Except for the approved creation, production and publication of the subject

matter of the Agreement, Selectica shall not use the trade names,

trademarks, service marks, logos, or any other proprietary designations of

BMW without BMW's prior written consent.



8. INTELLECTUAL PROPERTY LICENSE.



a. Subject to all the terms of this Agreement and payment of all fees,

Selectica grants BMW a worldwide, perpetual, nonsublicensable,

nontransferable right to use the BMW Virtual Center Application in the

nonsource code form provided by Selectica only on the number of

servers specified in Exhibit 7. Notwithstanding the foregoing, BMW may

request any number of additional servers provided it pays the amounts

set forth in Exhibit 7 as "Additional per Server Charge". BMW will

maintain the copyright notice and any other notices that appear on the

Application on any copies and any media. BMW may allow its

distributors access to the Application. BMW will not (and will not

allow any third party to) (i) reverse engineer or attempt to discover







any source code or underlying ideas or algorithms of the Application

(except to the extent that applicable law prohibits reverse

engineering restrictions), (ii) provide, lease, lend, use for

timesharing or service bureau purposes or otherwise use or allow

others to use a Application for the benefit of any third party, or

(iii) use any Application, or allow the transfer, transmission,

export, or re-export of any Application or portion thereof in

violation of any export control laws or regulations administered by

the U.S. Commerce Department, OFAC, or any other government agency.

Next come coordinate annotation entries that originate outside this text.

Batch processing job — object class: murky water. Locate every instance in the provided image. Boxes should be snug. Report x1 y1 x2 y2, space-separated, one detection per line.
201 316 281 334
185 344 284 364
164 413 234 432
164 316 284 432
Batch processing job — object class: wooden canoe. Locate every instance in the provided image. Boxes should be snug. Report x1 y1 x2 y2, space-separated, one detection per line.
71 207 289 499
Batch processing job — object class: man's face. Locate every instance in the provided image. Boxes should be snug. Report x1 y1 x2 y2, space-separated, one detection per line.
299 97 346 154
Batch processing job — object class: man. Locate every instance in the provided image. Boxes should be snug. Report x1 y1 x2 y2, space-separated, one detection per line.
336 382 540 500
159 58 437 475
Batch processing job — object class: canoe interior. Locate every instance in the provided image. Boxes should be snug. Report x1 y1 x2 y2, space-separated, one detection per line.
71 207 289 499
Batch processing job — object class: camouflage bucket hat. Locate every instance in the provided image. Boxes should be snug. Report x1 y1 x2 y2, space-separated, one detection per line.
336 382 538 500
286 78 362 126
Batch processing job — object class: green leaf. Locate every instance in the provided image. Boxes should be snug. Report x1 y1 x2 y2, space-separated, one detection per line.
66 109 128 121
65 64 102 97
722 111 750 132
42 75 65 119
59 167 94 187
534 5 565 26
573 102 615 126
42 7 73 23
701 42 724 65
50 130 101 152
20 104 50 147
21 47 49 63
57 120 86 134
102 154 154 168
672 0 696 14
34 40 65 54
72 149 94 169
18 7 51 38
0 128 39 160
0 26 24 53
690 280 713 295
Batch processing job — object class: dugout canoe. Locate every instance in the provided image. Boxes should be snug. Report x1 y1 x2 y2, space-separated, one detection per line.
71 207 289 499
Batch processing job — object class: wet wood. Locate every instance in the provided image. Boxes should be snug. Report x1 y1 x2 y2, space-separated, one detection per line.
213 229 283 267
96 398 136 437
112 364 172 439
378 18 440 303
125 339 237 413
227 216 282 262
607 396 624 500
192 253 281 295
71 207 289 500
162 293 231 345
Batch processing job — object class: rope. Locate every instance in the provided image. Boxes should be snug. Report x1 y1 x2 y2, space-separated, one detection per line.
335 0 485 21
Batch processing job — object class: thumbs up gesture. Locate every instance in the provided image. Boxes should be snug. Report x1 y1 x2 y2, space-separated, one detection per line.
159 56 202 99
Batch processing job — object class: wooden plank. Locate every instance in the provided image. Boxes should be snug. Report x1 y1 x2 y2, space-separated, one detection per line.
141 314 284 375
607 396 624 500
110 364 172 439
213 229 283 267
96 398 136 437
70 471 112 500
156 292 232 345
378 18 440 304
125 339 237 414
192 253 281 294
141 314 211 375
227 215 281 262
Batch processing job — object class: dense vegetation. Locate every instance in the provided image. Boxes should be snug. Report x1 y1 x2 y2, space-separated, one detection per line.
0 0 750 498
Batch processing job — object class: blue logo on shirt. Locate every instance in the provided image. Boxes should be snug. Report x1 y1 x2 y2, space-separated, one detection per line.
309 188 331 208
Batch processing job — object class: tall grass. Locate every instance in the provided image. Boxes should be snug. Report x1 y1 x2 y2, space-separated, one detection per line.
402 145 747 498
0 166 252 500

b. BMW hereby grants Selectica a worldwide, nonsublicensable,

nontransferable license to modify, adapt, and prepare derivative works

of the BMW Materials, or have its contractors do so on its behalf, as

necessary to develop the Application or any additional work requested

by BMW as provided herein and for no other purpose.



9. REPRESENTATIONS AND COVENANTS.



a. Selectica warrants that the Services provided by it as described in

this Agreement will be of professional quality conforming to generally

accepted practices governing the development and design of web sites.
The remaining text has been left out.